Die Frage, ob man den aktuellen Wechselkurs besser frühzeitig ab­sichert oder mit der Ferienbuchung noch zuwartet, hängt nicht zuletzt von der Art des Arrangements ab. Kunz gibt zu bedenken, dass Flug­leistungen stets in Schweizer Franken abgerechnet werden und daher von Kursschwankungen nicht betroffen sind. «Je dominanter also der Anteil des Flugs im Preisgefüge eines Pauschalangebots ist, desto weniger Einfluss hat die Währung.»

Als zusätzliches Argument für eine frühzeitige Buchung nennt Kunz die knapper werdende Verfügbarkeit der Angebote.
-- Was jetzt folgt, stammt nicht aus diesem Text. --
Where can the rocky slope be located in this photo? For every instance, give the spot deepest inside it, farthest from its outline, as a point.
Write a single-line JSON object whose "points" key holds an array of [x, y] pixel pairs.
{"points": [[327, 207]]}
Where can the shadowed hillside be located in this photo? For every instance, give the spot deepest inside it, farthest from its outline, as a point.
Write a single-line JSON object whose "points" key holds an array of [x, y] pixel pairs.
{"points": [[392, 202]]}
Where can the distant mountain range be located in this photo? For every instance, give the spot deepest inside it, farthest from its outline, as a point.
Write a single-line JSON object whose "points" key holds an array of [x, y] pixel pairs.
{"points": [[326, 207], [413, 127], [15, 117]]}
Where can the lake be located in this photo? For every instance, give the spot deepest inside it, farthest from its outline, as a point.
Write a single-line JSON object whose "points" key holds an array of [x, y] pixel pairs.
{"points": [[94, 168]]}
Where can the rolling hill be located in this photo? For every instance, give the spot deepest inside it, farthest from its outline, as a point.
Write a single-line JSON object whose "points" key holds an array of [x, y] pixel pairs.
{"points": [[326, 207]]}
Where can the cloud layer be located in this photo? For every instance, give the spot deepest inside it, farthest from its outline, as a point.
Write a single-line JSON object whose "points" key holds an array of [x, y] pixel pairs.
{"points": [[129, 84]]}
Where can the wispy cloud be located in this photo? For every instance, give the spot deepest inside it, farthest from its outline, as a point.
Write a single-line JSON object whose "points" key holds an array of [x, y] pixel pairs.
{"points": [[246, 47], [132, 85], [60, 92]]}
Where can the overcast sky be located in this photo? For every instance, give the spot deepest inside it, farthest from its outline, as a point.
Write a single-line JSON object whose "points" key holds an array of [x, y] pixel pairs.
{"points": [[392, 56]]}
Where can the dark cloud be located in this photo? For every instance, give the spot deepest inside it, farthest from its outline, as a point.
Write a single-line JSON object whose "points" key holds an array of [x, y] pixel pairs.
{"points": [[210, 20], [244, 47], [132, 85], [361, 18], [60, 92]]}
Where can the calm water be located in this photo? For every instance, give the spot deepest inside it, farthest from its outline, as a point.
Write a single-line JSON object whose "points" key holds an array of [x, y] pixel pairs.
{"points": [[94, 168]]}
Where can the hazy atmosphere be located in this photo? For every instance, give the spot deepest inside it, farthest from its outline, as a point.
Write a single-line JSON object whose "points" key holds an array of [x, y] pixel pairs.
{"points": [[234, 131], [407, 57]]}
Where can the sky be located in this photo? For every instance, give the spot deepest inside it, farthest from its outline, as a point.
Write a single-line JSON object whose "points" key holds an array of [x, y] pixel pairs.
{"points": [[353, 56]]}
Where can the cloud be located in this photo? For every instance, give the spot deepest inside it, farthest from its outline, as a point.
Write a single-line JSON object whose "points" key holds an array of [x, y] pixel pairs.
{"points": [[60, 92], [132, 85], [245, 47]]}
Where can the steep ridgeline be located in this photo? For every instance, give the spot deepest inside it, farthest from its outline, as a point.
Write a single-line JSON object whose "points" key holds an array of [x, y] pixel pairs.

Bei einigen Ferienanbietern hat die überraschende Loslösung vom Euro-Mindestkurs durch die Nationalbank einen Kundenansturm ausgelöst. «Wir liegen für die Sommer- und Herbstferienperiode im zweistelligen Prozentbereich über dem Vorjahresniveau», erklärt Inka Nobel von Travel.ch. Ähnlich tönt es bei Hotelplan Suisse. Für bestimmte Hochsaisondaten an beliebten Mittelmeer­stränden seien die freien Kapazitäten bereits eingeschränkt, bestätigt auch Wittwer von Tui Suisse.

Der Tipp von Kunz: «Nach der Buchung kann es nicht schaden, sich bereits ausreichend mit Euro einzu­decken. So können Konsumenten quasi per Termingeschäft bereits die Ferienauslagen vor Ort zu einem günstigen Kurs absichern.»